Leading economists have concluded that in an effort to meet the world’s agreed-upon climate goals in the most cost-effective way possible while still fostering growth, countries must set a strong carbon price, with an aim to reach $40 to $80 per tonne of CO2 by 2020 and $50 to $100 per tonne by 2030.
A group of 13 of the world’s leading economists from nine developing and developed countries were convened as part of a High-Level Commission on Carbon Prices by the Carbon Pricing Leadership Coalition at Marrakesh in 2016, and their work was supported by the Government of France and the World Bank Group. The results of their work was published this week and concluded that countries must work towards the goal of implementing a strong carbon price in the range of $40 to $80 per tonne of CO2 by 2020, and $50 to $100 per tonne by 2030, with the authors of the report explaining that “A well-designed carbon price is an indispensable part of a strategy for reducing emissions in an efficient way.”
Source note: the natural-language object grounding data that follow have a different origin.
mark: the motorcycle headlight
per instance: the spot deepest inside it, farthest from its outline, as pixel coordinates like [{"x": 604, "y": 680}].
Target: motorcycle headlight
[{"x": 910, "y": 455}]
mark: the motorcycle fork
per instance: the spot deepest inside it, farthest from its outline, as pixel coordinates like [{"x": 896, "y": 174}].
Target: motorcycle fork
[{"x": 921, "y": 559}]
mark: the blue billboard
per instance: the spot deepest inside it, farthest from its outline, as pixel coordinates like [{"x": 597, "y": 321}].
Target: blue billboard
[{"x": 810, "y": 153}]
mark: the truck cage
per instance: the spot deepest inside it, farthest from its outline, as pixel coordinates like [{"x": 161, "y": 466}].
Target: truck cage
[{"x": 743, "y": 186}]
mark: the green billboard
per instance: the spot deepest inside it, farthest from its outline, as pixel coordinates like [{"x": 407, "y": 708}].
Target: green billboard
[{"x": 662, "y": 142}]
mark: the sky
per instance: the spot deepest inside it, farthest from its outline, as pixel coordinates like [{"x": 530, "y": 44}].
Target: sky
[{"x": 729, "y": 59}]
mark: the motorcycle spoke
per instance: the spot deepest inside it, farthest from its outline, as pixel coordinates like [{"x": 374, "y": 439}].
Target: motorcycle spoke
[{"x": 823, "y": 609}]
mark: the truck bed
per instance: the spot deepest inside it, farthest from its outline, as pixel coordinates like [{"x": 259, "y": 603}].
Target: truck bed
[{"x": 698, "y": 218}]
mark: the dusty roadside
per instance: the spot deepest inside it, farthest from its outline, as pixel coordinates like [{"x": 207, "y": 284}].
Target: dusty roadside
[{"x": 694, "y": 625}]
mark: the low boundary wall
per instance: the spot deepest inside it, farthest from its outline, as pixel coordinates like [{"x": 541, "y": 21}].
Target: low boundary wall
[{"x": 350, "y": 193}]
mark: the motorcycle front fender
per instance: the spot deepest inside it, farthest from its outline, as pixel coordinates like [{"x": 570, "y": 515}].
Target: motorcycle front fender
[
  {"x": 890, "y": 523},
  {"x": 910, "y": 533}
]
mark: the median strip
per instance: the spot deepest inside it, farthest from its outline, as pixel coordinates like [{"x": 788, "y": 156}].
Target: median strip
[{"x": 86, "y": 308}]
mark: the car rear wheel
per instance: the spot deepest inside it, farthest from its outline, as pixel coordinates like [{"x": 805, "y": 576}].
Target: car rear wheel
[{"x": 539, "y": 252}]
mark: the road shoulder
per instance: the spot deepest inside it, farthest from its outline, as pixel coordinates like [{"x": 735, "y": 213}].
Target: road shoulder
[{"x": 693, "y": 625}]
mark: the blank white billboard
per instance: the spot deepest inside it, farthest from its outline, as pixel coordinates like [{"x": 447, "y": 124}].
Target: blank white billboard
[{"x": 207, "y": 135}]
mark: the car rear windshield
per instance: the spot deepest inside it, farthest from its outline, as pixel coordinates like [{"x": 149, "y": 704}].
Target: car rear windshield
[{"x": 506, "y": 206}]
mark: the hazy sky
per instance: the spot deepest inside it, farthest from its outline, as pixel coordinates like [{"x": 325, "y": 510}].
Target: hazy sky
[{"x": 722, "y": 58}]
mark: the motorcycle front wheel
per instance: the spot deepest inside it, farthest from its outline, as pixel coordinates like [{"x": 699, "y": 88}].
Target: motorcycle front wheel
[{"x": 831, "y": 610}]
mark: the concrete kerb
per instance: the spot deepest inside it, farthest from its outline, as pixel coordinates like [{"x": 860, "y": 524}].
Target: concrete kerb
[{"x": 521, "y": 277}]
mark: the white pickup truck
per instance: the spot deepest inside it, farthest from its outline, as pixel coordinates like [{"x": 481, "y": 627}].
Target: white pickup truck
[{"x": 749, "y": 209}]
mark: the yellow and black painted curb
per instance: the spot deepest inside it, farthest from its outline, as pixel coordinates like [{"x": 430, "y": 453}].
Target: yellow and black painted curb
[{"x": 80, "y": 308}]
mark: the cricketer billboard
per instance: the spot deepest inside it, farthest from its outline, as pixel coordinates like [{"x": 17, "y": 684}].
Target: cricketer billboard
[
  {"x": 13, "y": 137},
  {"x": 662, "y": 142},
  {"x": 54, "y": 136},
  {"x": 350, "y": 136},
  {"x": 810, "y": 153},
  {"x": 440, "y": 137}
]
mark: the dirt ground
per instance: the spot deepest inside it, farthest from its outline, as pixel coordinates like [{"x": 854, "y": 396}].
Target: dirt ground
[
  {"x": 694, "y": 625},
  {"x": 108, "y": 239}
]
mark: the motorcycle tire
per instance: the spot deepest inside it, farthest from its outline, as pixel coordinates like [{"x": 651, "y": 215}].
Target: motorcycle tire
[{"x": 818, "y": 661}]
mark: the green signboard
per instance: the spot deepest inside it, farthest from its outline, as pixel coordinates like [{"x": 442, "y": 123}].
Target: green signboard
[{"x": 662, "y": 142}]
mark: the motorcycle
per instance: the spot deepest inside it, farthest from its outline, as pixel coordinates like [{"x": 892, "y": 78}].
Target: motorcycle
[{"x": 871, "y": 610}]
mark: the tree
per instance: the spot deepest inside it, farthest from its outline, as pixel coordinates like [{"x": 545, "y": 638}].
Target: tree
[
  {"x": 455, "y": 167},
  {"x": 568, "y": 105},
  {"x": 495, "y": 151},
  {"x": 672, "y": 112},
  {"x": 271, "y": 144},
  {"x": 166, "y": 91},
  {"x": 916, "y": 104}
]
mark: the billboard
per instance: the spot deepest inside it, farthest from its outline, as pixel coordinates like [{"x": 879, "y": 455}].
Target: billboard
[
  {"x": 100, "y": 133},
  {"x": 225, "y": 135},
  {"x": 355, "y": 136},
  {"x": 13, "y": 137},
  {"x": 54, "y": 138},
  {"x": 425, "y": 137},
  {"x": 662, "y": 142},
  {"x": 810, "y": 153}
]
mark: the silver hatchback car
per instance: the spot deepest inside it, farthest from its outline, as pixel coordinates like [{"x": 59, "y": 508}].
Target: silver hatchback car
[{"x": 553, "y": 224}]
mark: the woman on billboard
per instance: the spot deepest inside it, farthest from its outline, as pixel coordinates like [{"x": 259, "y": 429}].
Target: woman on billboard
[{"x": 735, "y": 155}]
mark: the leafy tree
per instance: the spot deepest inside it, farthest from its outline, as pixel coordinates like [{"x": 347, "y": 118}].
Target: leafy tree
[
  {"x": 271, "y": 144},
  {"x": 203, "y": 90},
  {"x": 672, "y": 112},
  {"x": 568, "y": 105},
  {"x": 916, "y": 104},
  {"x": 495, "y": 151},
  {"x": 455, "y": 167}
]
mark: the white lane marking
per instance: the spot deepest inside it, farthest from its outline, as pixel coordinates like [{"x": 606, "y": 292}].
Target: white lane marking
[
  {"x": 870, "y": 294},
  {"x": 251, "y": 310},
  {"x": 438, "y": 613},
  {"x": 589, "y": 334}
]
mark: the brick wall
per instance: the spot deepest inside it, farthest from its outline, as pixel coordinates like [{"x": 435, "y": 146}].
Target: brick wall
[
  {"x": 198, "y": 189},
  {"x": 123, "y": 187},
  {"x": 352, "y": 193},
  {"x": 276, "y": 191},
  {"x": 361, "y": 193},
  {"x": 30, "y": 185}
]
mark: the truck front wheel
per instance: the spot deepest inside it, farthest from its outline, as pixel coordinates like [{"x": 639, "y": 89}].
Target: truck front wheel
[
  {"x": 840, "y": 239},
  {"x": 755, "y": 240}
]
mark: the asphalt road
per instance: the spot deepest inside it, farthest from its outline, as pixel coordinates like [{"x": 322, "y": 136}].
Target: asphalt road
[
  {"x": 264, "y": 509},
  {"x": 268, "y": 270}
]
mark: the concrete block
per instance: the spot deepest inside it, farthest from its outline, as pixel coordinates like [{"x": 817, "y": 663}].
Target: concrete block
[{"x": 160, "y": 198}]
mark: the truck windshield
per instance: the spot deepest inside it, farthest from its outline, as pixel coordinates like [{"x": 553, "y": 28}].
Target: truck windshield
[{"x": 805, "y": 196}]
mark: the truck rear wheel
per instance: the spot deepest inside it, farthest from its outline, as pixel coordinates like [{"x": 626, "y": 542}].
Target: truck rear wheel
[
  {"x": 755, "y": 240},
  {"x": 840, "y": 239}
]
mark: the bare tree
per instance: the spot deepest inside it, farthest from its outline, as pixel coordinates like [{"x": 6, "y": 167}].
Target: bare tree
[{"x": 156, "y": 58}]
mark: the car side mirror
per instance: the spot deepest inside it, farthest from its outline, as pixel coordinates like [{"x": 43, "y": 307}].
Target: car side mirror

“The world’s transition to a low-carbon and climate-resilient economy is the story of growth for this century,” said Commission co-chairs Joseph Stiglitz and Nicholas Stern. “We’re already seeing the potential that this transformation represents in terms of more innovation, greater resilience, more livable cities, improved air quality and better health. Our report builds on the growing understanding of the opportunities for carbon pricing, together with other policies, to drive the sustainable growth and poverty reduction which can deliver on the Paris Agreement and the Sustainable Development Goals.”
All countries will need to implement climate policy packages if the world is to meet the objectives set out in the Paris Agreement. The report explains such packages can and should contain a variety of policies that complement carbon pricing and “tackle market failures other than the [greenhouse gas (GHG)] externality.” The economists also highlighted the importance of international cooperation:
“International cooperation — including international support and financial transfers, carbon-price-based agreements, and public guarantees for low-carbon investments — to promote consistency of action across countries can help lower costs, prevent distortions in trade and capital flows, and facilitate the efficient reduction of emissions (as well as the achievement of other Paris Agreement objectives, such as those related to the “financial flows consistent with a pathway towards low greenhouse gas emissions and climate-resilient development”).”
The Commission spent five months deliberating the value of carbon prices, exploring various lines of evidence to reach the aforementioned conclusions. They found that explicit carbon-pricing instruments such as carbon taxes or cap-and-trade schemes are able to raise revenue for countries efficiently, and that these revenues can then be used to foster and increase green growth.
“Specific carbon price levels will need to be tailored to country conditions and policy choices,” added Commission member, Professor Harald Winkler of the University of Cape Town, South Africa. “Carbon pricing makes sense in all countries but low-income countries, which may be more challenged to protect the people vulnerable to the initial economic impacts, may decide to start pricing carbon at a lower level and gradually increase over time.”
The report also found that carbon pricing on its own may simply not be enough to ensure that the Paris Agreement targets are met, and “may need to be complemented by other well-designed policies tackling various market and government failures, as well as other imperfections.” This is unsurprising, and the natural outcome of such a conclusion is inherently more appealing to governments anyway. “A combination of policies is likely to be more dynamically efficient and attractive than a single policy,” the authors note, adding that possible policies could include,
“…investing in public transportation infrastructure and urban planning; laying the groundwork for renewable-based power generation; introducing or raising efficiency standards, adapting city design, and land and forest management; investing in relevant R&D initiatives; and developing financial devices to reduce the risk-weighted capital costs of low-carbon technologies and projects.”